Gevangenismuseum Veenhuizen begint aan twintigjarige verbouwing

Het Gevangenismuseum in Veenhuizen wil een nieuw gebouw op de binnenplaats en de gesloten carrévorm terugbrengen in oorspronkelijke staat. Dat staat in het twintigjarige 'masterplan'. De eerste verbouwingsfase moet volgend jaar van start.

Het Gevangenismuseum is al enkele jaren bezig met uitbreidingsplannen. een aanvraag van 600.000 euro bij de BankGiro Loterij werd vorig jaar al gehonoreerd en ook de gemeente (twee ton) en de provincie (vier ton) hadden al geld toegezegd.

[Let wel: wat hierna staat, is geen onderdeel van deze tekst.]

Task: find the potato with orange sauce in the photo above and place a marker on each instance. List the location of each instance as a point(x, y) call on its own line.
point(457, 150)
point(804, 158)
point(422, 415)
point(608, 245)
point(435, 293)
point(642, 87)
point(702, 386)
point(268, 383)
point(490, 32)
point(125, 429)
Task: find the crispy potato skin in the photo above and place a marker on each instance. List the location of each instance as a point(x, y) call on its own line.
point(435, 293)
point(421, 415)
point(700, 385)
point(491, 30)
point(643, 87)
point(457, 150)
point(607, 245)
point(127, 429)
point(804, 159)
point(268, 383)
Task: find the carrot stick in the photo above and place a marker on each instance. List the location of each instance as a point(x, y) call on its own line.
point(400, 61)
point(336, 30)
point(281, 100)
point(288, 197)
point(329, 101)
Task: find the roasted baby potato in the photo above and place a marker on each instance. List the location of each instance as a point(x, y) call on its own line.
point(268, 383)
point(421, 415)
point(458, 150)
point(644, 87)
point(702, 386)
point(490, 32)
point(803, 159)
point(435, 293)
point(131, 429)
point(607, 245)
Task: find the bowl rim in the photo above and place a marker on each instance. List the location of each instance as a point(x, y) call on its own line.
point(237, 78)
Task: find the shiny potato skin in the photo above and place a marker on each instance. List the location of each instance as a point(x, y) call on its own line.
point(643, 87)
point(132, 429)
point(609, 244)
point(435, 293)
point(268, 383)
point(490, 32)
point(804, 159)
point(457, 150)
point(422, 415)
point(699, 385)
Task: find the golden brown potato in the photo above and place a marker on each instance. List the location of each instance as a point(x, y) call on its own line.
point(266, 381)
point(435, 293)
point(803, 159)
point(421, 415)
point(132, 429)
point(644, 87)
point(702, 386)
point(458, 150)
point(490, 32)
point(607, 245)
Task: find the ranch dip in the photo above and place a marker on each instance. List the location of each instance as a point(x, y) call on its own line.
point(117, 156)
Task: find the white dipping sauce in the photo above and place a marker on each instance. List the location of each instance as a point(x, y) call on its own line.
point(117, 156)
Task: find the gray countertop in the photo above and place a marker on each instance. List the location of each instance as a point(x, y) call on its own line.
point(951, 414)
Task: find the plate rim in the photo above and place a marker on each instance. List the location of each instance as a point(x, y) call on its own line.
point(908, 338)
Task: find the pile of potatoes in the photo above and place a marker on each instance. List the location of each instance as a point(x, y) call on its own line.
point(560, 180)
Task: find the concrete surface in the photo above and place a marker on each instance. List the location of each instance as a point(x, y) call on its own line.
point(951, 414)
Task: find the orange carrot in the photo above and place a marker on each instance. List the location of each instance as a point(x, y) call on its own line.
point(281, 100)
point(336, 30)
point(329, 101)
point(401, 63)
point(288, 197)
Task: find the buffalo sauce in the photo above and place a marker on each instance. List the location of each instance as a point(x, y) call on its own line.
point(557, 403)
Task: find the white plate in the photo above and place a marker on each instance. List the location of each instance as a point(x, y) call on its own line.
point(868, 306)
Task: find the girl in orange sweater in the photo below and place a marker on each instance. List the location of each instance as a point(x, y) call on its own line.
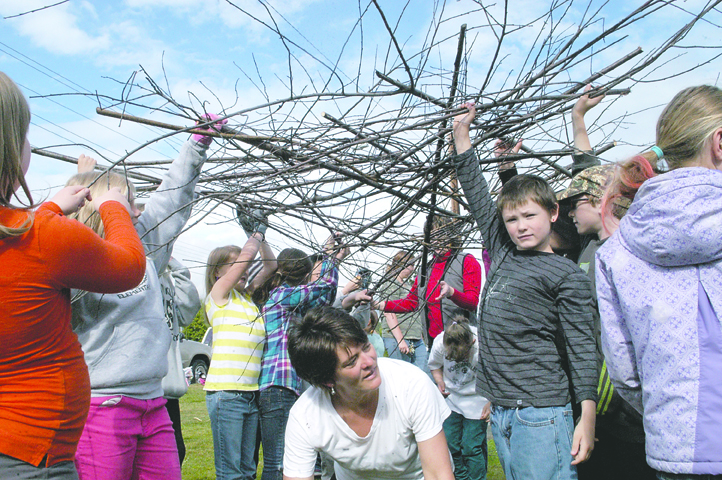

De huidige u-vorm van het gebouw zal nu in fases worden  uitgebreid, zodat weer de oorspronkelijke gesloten carrévorm ontstaat. Er moet zo'n 15 van de benodigde 120 meter worden bijgebouwd.

Het gebouw in het midden was er vroeger ook. Hier zaten een keuken en wasruimte.

In totaal gaat het nog twintig jaar duren voordat de gehele verbouwplannen zijn afgerond. 'Maar dat betekent niet dat het hier een permanente bouwput wordt', legt Sluiter uit aan het Dagblad van het Noorden.

In de jaren zeventig wist Cornelis Standhardt, hoofd huishoudelijke dienst bij het bureau algemeen beheer, een groot aantal voorwerpen die hij over Veenhuizen had verzameld onder te brengen in de voormalige betonwerkplaats, die door de verhuizing naar Esserheem leeg was komen te staan. In mei 1977 werd daar een eerste Veenhuizer museum ingericht, inclusief directeurskamer uit de koloniale tijd en dito schrijverskamer. 

Onder meer het inmiddels verlaten hospitaalcomplex en het oude werkgesticht bij Norgerhaven kwamen vervolgens in beeld voor wat uiteindelijk het Nationaal Gevangenis Museum zou worden. Justitie, de Provincie Drenthe en gemeente Noordenveld trokken daar in totaal 7 miljoen euro voor uit.

Toch leek Veenhuizen als vestiging voor een landelijk gevangenismuseum eerst niet door te gaan. Niet Veenhuizen, maar Zwolle had daarvoor de beste papieren. Daar stond namelijk een uitgediend huis van bewaring leeg. In Veenhuizen werd gevreesd voor een aanzienlijk verlies op de exploitatie.

Toen ook Zwolle afviel vanwege een exploitatietekort, werd alsnog voor Veenhuizen gekozen omdat het voormalige werkgesticht van Esserheem vrijkwam. Een betere locatie was nauwelijks denkbaar, omdat dit het enige nog overgebleven gesticht uit de tijd van Johannes van den Bosch was.